La conversación política vive una crisis de sentido. Ha dejado de ser un espacio para el intercambio de ideas y argumentos, y se ha convertido en un campo de batalla verbal, donde el insulto reemplaza al razonamiento y la descalificación personal ocupa el lugar del debate. La política, en su expresión pública, se ha contagiado de una violencia simbólica que todo lo mancha.
El lenguaje del poder se ha degradado. Aunque las disputas retóricas son parte inherente de la vida democrática, lo que hoy presenciamos supera los límites históricos. No hablamos ya de confrontaciones ideológicas intensas, sino de una confrontación en la que valen la calumnia, la mentira, los montajes y el descrédito sistemático. El daño es profundo, porque lo que se erosiona no es solo la reputación de una figura pública, sino la legitimidad del accionar público.
Las palabras importan. No son inocuas. Cuando se utilizan como armas y se lanzan con salvajismo desde tribunas institucionales, medios o redes sociales, abren heridas colectivas. El lenguaje tóxico del poder baja como una lluvia ácida sobre la sociedad, corroe los vínculos sociales y normaliza el enfrentamiento cotidiano. La crispación política se transforma así en tensión social.

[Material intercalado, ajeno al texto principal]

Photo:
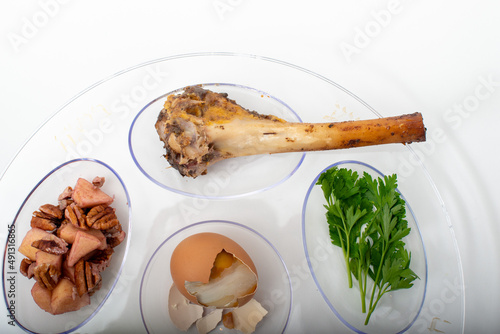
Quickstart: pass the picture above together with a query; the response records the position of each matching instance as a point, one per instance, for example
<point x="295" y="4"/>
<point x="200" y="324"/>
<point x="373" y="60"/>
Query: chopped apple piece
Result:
<point x="68" y="271"/>
<point x="42" y="297"/>
<point x="83" y="245"/>
<point x="50" y="259"/>
<point x="65" y="299"/>
<point x="33" y="235"/>
<point x="86" y="195"/>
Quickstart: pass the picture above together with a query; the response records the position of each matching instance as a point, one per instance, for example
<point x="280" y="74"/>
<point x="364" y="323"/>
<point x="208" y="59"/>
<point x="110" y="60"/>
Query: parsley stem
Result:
<point x="345" y="250"/>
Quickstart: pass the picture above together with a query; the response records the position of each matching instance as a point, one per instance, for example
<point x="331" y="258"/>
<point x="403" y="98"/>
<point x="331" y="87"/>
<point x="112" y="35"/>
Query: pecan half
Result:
<point x="87" y="278"/>
<point x="26" y="268"/>
<point x="102" y="217"/>
<point x="75" y="215"/>
<point x="47" y="275"/>
<point x="42" y="223"/>
<point x="52" y="245"/>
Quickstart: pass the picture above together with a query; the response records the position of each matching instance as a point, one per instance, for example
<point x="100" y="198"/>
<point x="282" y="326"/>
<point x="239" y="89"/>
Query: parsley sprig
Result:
<point x="366" y="219"/>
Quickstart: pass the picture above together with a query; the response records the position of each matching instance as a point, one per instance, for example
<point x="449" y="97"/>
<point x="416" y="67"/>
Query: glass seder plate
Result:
<point x="98" y="121"/>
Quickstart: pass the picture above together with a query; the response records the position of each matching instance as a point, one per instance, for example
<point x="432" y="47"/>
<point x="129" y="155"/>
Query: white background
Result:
<point x="440" y="58"/>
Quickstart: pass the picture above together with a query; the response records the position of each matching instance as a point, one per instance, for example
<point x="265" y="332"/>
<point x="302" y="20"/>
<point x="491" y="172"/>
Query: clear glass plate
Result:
<point x="265" y="171"/>
<point x="273" y="279"/>
<point x="397" y="310"/>
<point x="17" y="288"/>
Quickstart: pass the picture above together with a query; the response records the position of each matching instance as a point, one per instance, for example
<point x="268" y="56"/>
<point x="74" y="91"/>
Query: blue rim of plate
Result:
<point x="310" y="265"/>
<point x="210" y="222"/>
<point x="178" y="191"/>
<point x="11" y="231"/>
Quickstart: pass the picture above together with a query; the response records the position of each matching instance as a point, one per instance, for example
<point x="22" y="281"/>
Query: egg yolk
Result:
<point x="222" y="261"/>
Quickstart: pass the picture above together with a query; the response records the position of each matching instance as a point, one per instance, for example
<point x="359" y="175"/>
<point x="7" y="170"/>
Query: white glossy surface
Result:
<point x="437" y="58"/>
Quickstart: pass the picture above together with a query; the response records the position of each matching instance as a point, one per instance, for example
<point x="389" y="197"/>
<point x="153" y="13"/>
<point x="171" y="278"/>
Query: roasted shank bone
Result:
<point x="199" y="127"/>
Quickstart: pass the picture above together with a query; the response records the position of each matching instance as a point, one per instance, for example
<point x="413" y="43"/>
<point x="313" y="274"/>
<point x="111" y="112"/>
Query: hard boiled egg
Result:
<point x="211" y="269"/>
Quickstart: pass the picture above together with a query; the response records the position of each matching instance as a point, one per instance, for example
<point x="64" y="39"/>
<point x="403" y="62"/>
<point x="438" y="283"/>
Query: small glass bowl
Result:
<point x="397" y="310"/>
<point x="226" y="179"/>
<point x="17" y="288"/>
<point x="274" y="291"/>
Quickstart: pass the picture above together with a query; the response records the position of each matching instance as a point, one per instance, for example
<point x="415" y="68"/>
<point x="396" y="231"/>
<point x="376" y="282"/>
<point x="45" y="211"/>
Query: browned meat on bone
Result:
<point x="199" y="127"/>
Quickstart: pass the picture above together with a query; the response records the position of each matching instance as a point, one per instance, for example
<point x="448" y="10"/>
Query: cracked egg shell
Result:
<point x="194" y="257"/>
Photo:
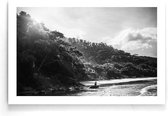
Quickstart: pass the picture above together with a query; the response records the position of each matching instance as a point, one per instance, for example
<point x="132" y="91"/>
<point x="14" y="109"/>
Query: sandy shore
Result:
<point x="130" y="89"/>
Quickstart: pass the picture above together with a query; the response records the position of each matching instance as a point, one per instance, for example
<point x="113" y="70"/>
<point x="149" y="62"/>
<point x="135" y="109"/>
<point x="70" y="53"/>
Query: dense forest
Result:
<point x="48" y="61"/>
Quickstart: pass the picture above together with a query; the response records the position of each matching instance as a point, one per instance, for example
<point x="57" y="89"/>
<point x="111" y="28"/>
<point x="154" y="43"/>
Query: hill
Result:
<point x="48" y="61"/>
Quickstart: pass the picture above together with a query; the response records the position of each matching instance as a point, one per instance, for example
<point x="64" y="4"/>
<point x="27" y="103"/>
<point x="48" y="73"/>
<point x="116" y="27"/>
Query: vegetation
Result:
<point x="48" y="62"/>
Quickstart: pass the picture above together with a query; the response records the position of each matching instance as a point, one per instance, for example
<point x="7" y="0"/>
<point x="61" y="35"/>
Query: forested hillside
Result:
<point x="49" y="61"/>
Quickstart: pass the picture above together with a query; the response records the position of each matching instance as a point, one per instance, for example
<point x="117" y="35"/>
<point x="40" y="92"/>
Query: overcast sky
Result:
<point x="133" y="30"/>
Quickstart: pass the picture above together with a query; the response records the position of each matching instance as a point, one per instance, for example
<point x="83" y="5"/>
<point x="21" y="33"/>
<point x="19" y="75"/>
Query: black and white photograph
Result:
<point x="86" y="51"/>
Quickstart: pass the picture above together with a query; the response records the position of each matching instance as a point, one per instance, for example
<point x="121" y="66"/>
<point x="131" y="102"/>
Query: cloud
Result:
<point x="132" y="40"/>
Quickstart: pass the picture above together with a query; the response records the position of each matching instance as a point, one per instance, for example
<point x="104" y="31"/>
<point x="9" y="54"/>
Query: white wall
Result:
<point x="57" y="110"/>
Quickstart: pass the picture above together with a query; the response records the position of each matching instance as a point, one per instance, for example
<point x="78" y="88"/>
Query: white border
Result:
<point x="13" y="99"/>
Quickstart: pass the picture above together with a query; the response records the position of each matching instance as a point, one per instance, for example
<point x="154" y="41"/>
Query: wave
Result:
<point x="149" y="91"/>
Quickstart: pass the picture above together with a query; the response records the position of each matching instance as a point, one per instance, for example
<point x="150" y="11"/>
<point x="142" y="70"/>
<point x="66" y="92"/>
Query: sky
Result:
<point x="132" y="29"/>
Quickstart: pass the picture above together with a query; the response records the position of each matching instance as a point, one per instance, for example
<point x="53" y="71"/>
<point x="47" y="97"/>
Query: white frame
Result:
<point x="13" y="99"/>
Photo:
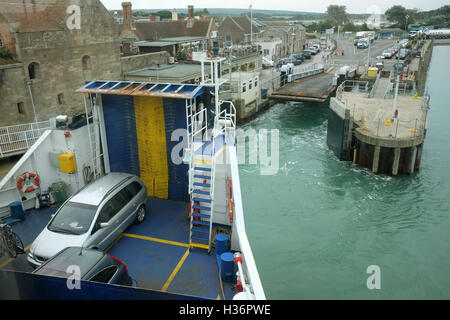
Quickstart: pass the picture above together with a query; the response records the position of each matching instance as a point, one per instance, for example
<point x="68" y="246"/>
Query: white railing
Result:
<point x="353" y="85"/>
<point x="374" y="87"/>
<point x="248" y="265"/>
<point x="312" y="70"/>
<point x="19" y="138"/>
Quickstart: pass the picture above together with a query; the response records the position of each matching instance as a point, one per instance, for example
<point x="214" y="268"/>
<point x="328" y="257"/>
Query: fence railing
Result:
<point x="379" y="123"/>
<point x="311" y="70"/>
<point x="352" y="86"/>
<point x="19" y="138"/>
<point x="374" y="88"/>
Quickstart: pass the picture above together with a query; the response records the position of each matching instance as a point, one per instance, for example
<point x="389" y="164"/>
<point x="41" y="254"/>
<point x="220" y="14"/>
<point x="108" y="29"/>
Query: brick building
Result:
<point x="237" y="30"/>
<point x="53" y="57"/>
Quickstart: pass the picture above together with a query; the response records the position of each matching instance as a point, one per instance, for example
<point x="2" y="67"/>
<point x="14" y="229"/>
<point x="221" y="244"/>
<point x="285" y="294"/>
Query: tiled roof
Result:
<point x="244" y="23"/>
<point x="154" y="30"/>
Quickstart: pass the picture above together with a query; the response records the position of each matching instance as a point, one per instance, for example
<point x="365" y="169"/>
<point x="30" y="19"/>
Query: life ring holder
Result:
<point x="28" y="182"/>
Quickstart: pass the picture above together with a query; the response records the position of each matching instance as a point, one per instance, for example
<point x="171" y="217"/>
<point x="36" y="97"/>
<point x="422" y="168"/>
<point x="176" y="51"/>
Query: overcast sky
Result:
<point x="353" y="6"/>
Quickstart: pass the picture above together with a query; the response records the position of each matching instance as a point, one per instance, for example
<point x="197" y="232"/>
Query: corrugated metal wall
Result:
<point x="138" y="131"/>
<point x="120" y="124"/>
<point x="175" y="118"/>
<point x="151" y="139"/>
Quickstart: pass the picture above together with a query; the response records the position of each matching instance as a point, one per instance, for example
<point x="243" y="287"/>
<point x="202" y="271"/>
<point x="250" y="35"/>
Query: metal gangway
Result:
<point x="17" y="139"/>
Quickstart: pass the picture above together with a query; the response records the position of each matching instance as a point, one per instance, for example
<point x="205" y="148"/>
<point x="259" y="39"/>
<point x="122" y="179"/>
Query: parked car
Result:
<point x="295" y="60"/>
<point x="387" y="54"/>
<point x="312" y="51"/>
<point x="267" y="63"/>
<point x="306" y="54"/>
<point x="299" y="56"/>
<point x="403" y="53"/>
<point x="281" y="62"/>
<point x="317" y="46"/>
<point x="93" y="217"/>
<point x="379" y="65"/>
<point x="362" y="44"/>
<point x="95" y="265"/>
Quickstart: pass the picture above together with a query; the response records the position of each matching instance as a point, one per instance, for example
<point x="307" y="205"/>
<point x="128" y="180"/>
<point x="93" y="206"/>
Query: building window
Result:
<point x="86" y="63"/>
<point x="20" y="108"/>
<point x="34" y="70"/>
<point x="61" y="98"/>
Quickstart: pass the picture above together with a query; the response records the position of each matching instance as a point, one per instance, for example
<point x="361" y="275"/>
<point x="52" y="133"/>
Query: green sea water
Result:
<point x="316" y="225"/>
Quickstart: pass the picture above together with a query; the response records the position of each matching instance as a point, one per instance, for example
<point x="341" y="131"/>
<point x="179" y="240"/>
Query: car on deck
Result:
<point x="92" y="218"/>
<point x="306" y="54"/>
<point x="387" y="54"/>
<point x="93" y="265"/>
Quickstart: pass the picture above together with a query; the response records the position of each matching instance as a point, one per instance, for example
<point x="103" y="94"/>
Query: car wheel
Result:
<point x="141" y="213"/>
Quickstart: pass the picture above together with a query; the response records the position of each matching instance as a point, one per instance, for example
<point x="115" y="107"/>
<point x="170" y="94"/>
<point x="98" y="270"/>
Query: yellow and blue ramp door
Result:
<point x="120" y="127"/>
<point x="139" y="121"/>
<point x="151" y="141"/>
<point x="175" y="118"/>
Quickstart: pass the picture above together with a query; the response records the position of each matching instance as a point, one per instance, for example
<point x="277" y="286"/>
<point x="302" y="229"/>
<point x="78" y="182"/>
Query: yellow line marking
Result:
<point x="202" y="161"/>
<point x="175" y="271"/>
<point x="199" y="245"/>
<point x="175" y="243"/>
<point x="114" y="242"/>
<point x="4" y="264"/>
<point x="156" y="240"/>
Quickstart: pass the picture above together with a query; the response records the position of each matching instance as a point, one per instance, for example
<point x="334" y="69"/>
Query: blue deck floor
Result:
<point x="156" y="251"/>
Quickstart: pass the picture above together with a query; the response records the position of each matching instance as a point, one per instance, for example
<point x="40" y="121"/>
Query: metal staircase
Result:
<point x="91" y="109"/>
<point x="202" y="163"/>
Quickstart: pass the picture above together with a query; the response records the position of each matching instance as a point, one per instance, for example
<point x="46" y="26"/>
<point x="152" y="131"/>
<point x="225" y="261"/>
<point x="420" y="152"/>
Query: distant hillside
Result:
<point x="257" y="13"/>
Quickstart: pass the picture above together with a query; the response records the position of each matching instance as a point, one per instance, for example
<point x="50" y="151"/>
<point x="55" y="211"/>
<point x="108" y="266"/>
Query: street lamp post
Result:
<point x="292" y="47"/>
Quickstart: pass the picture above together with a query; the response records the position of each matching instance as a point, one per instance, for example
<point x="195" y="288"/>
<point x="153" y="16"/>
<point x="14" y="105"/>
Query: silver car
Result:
<point x="93" y="217"/>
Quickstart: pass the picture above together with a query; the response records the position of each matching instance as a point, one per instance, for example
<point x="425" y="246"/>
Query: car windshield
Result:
<point x="73" y="218"/>
<point x="85" y="259"/>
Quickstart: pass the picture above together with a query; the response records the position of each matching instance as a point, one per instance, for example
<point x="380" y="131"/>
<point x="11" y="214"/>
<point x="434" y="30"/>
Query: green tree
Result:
<point x="350" y="27"/>
<point x="401" y="16"/>
<point x="336" y="15"/>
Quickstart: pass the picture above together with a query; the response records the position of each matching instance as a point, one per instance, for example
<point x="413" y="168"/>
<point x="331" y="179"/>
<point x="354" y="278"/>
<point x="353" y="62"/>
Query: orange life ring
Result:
<point x="28" y="182"/>
<point x="230" y="202"/>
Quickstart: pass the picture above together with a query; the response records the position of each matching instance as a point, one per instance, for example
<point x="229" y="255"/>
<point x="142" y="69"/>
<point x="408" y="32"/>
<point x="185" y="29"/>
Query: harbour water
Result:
<point x="319" y="223"/>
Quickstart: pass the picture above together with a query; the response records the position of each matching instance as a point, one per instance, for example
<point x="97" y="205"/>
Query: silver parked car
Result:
<point x="93" y="217"/>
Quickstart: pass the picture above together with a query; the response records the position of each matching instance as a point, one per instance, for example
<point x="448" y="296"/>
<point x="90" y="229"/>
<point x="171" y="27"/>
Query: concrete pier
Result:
<point x="361" y="130"/>
<point x="376" y="159"/>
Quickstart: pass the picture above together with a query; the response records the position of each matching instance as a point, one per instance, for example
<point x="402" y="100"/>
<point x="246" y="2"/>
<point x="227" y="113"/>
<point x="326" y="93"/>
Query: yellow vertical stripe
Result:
<point x="151" y="138"/>
<point x="175" y="271"/>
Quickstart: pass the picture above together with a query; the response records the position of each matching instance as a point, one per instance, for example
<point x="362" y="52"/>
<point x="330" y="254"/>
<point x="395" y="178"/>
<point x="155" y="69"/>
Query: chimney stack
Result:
<point x="190" y="11"/>
<point x="174" y="15"/>
<point x="127" y="15"/>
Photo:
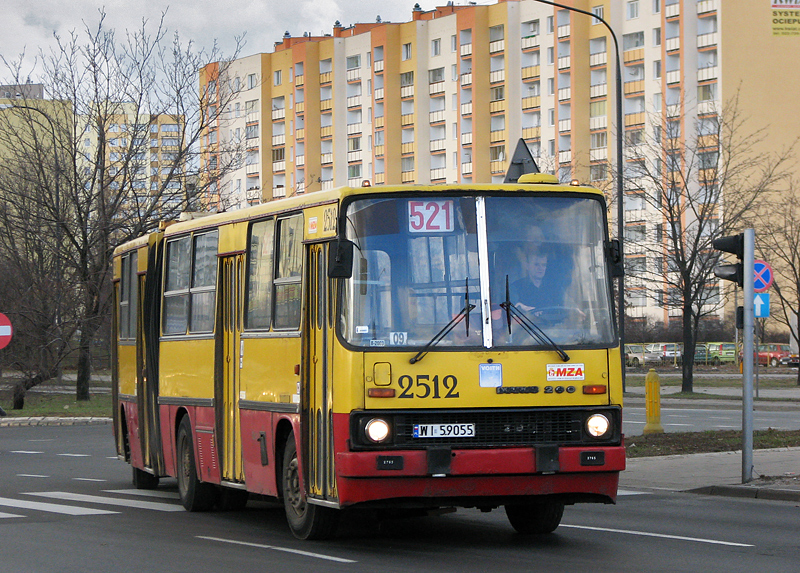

Si seguimos por esta pendiente, corremos el riesgo de entrar en una espiral de delirio colectivo. Esto no se disuelve con facilidad; se enquista. Y cuando se rompe el tejido de la confianza pública, recomponerlo es una tarea titánica. El caos discursivo, si no se detiene a tiempo, puede abrirle la puerta al caos institucional. Y del caos, rara vez sale fortalecida la democracia.
Estamos cerca de un punto de no retorno. Aún hay margen para corregir, pero no mucho. La política necesita reencontrarse con el respeto, y el país, con la cordura. Urge un gran pacto de no agresión verbal, un compromiso transversal para discutir con firmeza pero sin odio, para disentir sin destruir. Urge reconciliar la política desde las palabras.
La ira es una mala consejera. Cuando se instala en el lenguaje, contamina la razón. La batalla democrática debe librarse en las urnas, con propuestas, con ideas, argumentos sólidos, no con gritos ni ofensas. En una sociedad fracturada, el lenguaje debe actuar como puente, no como barricada.
Por eso es vital cuidar la palabra. No es un detalle menor. Lo que se dice y cómo se dice construye realidad. Un lenguaje sin freno, usado sin conciencia de sus efectos, puede llevarnos al abismo institucional y moral. Y si eso ocurre, todos seremos responsables, no solo quienes hoy ocupan espacios de poder.
La política tiene una misión que va más allá de la gestión: debe inspirar, abrir caminos y dar esperanza. Pero cuando el lenguaje público se vuelve brutal, lo que se genera es desafección, cansancio, cinismo. La ciudadanía desconecta no por indiferencia, sino por saturación. Hay que reaccionar, antes de que sea demasiado tarde.
Volver a las palabras justas, a la crítica con argumentos, al respeto por la diferencia, no es un gesto ingenuo: es un acto revolucionario. Es, quizás, la única forma real de reconciliación que nos queda. Debemos calmarnos y firmar la paz política.